Empreinte carbone des smartphones : Apple, Samsung, Xiaomi et Google comparés

Image d'illustration. Réflexion de smartphone sur tableImage d'un smartphone réfléchissant sur une table, fusionnant la technologie avec des thèmes environnementaux.
Derrière chaque nouveau smartphone se cache une réalité moins visible : son coût environnemental. Une étude de Greenly compare Apple, Samsung, Xiaomi et Google et révèle que l’essentiel des émissions est généré avant même l’achat.
Tl;dr
- L’impact carbone des smartphones reste très élevé à la fabrication.
- Les volumes de vente pèsent plus que les progrès unitaires.
- Allonger la durée d’usage réduit réellement l’empreinte environnementale.
Des chiffres qui interrogent le modèle industriel
Dans une industrie habituée à l’innovation effrénée, le lancement récent de la gamme Galaxy S26 par Samsung remet en lumière un paradoxe tenace : alors que chaque nouveau smartphone vante ses avancées techniques, l’empreinte écologique de ces appareils demeure considérable. L’analyse menée par Greenly, société spécialisée dans la comptabilité carbone, compare les modèles phares de quatre géants du secteur Apple, Samsung, Xiaomi et Google. Cette étude s’attache à décortiquer l’ensemble du cycle de vie, de la fabrication au recyclage.
L’essentiel se joue avant même l’achat
Il faut bien le reconnaître : la majeure partie du bilan carbone d’un smartphone est générée lors de sa production. Selon les données collectées, environ 80 à 85 % des émissions totales proviennent de cette étape clé. Les chiffres sont révélateurs : le Galaxy S25 atteint 42,73 kgCO₂e à la fabrication, devant le Xiaomi 14 (47,22 kgCO₂e) et l’iPhone 17 Pro (51,2 kgCO₂e), tandis que le Pixel 10 affiche un niveau nettement supérieur (73,8 kgCO₂e). Mais attention, une subtilité existe chez Apple, seul constructeur à détailler les émissions selon la capacité de stockage — ce qui n’est pas sans incidence sur l’empreinte finale.
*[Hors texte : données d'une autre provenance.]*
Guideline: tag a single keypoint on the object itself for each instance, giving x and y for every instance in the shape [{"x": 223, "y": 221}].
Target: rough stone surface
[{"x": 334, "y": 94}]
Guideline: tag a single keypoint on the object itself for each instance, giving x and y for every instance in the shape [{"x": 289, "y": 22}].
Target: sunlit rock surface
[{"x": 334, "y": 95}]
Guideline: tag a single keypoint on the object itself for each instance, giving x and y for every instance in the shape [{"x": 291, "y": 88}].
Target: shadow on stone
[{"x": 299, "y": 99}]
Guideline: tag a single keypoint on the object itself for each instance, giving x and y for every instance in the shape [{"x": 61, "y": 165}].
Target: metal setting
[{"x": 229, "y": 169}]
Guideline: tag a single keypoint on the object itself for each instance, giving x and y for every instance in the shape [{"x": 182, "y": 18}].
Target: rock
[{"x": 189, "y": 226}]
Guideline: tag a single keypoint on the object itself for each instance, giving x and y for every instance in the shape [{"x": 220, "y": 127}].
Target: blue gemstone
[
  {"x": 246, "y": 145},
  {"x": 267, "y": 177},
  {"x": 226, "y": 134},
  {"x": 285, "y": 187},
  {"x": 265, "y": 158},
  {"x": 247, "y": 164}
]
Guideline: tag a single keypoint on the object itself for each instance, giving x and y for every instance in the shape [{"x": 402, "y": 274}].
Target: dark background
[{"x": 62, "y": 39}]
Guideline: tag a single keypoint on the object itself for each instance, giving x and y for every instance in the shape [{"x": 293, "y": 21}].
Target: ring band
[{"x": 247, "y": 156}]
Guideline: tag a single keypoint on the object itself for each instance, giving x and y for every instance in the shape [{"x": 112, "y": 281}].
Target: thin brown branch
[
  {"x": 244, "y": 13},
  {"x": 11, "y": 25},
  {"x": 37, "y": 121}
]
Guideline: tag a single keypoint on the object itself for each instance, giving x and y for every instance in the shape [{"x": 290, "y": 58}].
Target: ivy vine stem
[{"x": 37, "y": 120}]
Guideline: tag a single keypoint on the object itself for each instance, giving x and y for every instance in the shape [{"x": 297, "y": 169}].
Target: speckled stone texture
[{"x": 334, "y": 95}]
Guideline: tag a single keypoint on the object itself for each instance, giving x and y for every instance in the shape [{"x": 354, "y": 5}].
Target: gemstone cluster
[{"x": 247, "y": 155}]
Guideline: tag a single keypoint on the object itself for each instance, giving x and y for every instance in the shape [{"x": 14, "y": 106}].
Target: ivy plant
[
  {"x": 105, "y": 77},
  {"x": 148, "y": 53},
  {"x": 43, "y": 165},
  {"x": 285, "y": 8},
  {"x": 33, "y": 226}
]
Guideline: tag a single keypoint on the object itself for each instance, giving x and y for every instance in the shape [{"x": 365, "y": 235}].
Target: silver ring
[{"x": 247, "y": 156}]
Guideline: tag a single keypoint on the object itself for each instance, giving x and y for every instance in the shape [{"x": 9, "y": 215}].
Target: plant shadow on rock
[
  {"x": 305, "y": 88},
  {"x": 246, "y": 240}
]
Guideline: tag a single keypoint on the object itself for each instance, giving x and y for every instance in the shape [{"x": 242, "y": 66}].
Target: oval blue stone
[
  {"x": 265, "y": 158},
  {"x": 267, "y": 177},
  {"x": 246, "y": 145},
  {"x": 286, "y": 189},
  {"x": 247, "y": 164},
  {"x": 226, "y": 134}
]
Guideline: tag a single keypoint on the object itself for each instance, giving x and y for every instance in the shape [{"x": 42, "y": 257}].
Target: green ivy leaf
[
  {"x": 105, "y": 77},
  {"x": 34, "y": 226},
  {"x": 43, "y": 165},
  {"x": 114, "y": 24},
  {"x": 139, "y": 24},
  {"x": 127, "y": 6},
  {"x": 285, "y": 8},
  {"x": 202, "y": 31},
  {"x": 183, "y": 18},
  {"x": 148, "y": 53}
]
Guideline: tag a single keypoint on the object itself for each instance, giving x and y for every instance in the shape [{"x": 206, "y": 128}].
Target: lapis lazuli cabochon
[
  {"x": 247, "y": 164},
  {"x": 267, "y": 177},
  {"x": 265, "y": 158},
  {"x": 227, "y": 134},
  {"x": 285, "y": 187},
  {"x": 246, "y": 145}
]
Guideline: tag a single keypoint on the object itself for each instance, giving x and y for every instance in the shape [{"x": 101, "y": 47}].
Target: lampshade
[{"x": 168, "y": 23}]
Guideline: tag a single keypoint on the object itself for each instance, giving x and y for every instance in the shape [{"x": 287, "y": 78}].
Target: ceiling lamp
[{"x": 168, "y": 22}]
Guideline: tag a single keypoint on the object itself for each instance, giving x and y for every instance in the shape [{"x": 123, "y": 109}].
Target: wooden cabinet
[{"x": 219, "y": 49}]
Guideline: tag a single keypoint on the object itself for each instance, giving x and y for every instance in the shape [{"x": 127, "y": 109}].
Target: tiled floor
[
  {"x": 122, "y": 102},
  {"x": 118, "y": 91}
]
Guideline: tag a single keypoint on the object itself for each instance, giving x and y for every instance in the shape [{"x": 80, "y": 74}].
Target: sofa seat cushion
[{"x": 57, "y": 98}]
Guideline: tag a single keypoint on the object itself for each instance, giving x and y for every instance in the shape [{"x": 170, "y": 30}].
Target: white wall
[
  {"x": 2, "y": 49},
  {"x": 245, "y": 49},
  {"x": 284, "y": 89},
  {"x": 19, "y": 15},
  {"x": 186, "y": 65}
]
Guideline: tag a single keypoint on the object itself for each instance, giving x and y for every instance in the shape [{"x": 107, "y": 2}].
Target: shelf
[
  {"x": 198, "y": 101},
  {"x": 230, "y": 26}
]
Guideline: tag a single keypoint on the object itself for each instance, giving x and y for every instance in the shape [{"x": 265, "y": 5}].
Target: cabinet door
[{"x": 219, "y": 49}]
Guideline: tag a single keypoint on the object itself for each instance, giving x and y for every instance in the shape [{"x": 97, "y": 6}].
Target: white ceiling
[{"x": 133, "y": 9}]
Usage quotidien : un poids variable selon les marchés
Pour relativiser ces résultats, il faut tenir compte du contexte énergétique local. Ainsi, les émissions liées à la recharge dépendent largement du mix électrique national. Sur trois ans d’utilisation :
- Le Galaxy S25 génère 2,97 kgCO₂e.
- Xiaomi 14 grimpe à 5,78 kgCO₂e.
- Pixel 10 s’élève à 8,2 kgCO₂e.
La moyenne chez Apple oscille autour de 11,1 kgCO₂e. Notons que ces variations tiennent souvent aux hypothèses utilisées par chaque fabricant ; ainsi Google se base sur une consommation plus élevée et un mix américain majoritairement fossile.
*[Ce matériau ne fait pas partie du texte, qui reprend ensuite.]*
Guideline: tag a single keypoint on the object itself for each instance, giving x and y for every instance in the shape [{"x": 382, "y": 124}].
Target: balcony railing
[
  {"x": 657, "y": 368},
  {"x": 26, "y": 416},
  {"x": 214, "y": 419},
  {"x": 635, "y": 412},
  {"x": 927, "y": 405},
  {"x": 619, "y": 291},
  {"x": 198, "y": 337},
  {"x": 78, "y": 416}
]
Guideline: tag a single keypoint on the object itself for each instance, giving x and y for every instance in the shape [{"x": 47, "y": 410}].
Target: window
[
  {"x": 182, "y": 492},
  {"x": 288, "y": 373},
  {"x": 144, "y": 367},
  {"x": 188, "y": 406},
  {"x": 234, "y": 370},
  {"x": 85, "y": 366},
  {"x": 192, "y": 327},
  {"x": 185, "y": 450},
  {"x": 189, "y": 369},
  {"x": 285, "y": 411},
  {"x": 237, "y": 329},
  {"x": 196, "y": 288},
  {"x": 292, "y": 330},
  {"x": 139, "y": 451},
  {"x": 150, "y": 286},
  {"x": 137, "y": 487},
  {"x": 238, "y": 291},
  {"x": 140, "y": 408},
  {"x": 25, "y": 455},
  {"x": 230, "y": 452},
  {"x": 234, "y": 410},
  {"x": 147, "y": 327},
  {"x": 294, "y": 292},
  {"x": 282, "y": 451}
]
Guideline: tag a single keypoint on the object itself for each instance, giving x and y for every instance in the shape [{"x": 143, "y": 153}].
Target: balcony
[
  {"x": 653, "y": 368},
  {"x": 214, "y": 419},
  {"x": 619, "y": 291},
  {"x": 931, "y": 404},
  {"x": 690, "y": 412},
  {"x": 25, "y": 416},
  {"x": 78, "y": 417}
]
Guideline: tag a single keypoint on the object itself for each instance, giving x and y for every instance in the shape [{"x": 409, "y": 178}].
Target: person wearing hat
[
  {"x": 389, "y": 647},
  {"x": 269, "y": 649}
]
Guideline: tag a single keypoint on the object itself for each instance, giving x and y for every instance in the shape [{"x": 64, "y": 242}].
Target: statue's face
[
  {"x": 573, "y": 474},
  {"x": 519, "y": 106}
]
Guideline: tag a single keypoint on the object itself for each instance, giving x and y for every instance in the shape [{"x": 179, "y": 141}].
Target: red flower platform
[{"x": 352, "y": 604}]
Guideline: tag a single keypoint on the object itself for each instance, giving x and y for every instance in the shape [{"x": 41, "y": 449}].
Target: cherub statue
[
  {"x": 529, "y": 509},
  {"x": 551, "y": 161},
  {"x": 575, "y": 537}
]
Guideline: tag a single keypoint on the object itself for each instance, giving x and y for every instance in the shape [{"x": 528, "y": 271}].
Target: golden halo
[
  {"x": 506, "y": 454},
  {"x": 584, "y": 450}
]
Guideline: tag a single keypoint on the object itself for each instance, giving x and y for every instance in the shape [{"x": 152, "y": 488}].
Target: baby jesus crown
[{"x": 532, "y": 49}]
L’impact global : quand la quantité prime sur la qualité
Les volumes écoulés pèsent lourd dans la balance écologique. En expédiant près de 232 millions d’appareils en 2024, Apple voit son empreinte totale surpasser celle de ses concurrents malgré des efforts d’écoconception notables sur certains modèles comme l’iPhone Air. Ce dernier intègre davantage de matériaux recyclés et une part croissante d’énergie renouvelable dans sa fabrication, limitant ses émissions individuelles mais révélant toute leur portée lorsqu’on multiplie par des centaines de millions d’exemplaires.
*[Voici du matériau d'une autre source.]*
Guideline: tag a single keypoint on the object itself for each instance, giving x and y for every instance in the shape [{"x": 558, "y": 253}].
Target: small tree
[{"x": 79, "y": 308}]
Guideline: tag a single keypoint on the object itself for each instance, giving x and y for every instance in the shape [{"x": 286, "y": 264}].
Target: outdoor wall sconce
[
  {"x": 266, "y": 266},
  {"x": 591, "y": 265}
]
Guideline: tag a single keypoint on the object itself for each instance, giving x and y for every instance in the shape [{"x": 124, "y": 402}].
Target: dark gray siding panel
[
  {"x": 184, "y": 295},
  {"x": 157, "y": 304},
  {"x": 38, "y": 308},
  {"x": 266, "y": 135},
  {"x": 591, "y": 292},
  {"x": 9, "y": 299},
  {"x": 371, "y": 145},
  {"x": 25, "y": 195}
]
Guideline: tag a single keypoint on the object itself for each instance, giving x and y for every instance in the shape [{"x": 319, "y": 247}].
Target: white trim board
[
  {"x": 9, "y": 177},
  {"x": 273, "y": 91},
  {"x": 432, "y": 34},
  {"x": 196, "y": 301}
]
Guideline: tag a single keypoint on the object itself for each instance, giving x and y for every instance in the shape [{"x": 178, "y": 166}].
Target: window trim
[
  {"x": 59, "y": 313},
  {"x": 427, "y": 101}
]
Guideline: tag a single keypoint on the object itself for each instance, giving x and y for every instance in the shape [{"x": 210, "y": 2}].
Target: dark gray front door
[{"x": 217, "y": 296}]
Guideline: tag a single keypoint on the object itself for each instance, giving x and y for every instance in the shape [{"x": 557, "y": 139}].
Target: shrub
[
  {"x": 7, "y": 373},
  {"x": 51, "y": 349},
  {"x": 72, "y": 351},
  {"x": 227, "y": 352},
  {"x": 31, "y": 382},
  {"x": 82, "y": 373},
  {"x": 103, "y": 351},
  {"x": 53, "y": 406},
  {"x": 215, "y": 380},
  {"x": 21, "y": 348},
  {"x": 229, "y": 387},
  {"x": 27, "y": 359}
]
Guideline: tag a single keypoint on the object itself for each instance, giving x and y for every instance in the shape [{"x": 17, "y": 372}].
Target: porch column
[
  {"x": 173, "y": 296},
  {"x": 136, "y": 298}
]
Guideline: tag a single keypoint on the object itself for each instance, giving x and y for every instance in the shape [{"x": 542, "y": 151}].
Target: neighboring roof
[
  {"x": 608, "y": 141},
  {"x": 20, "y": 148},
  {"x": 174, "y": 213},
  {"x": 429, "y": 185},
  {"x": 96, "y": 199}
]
Pour autant, si Apple ou Samsung font figure de bons élèves dans l’évolution des process industriels ou le recours au recyclage, prolonger simplement la durée de vie des téléphones resterait le levier le plus efficace pour réduire leur impact environnemental. Une évidence rappelée par Alexis Normand (Greenly) : « Peut-on véritablement limiter notre empreinte sans ralentir cette course au renouvellement ? » La responsabilité s’étend donc aussi jusqu’à nos usages quotidiens… et nos choix face à l’innovation perpétuelle.